Axl and Beatrice are an elderly couple living in Dark Ages Britain. Like everyone else in their village and, so far as anyone knows, everyone else in the land, they are under a spell of amnesia, recalling only dim fragments of the past, and those only fleetingly. It's as though a "mist" lies between them and their memories.
But one day they resolve to go on a journey, and it seems to them that the matter is urgent. For all their inability to be certain about the reason, they feel they must visit their son in a nearby village.
The land they must traverse is fraught with dangers, natural and supernatural. Strangers are to be mistrusted. There are malevolent faeries, sprites and ogres abroad, the malign influence of a buried giant and the lurking presence of a dragon.

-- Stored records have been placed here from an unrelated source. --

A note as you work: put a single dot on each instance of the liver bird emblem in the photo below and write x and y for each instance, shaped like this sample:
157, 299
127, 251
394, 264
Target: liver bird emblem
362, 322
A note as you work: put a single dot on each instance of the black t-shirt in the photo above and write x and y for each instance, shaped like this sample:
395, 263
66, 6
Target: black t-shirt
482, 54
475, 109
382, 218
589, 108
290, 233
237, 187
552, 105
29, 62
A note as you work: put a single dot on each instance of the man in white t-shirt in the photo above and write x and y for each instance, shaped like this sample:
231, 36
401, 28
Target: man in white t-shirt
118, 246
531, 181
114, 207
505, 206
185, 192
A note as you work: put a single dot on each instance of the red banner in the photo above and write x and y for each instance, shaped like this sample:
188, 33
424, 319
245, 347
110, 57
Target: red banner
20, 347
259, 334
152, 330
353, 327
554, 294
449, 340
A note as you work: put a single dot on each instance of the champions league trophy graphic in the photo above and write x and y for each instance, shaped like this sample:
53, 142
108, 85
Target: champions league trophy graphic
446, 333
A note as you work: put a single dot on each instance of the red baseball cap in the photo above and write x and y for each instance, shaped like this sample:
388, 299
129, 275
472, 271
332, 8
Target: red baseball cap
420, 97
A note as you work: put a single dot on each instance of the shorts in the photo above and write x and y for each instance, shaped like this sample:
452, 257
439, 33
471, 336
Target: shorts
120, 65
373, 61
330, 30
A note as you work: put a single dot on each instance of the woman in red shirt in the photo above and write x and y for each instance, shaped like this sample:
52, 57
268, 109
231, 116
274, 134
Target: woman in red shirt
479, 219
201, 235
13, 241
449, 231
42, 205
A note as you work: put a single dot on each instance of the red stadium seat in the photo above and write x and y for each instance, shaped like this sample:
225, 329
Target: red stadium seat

When they stop for shelter in a ruined farmhouse, they encounter an old woman and a boatman. The boatman complains that the old woman is tormenting him; she retorts that he once deceived her and deprived her of her husband. The boatman admits that it is his job to ferry people to an island from a cove not far from where they are. Since his boat can only take one passenger at a time, when a couple present themselves for passage, it is his custom to take the man first. During the crossing, he is bound (by whomever or whatever employs him) to ask his fare questions, designed to gauge the depth and strength of the couple's love for one another. If it is in any way deficient, he will decline to take the woman to join her husband - as happened in the old woman's case.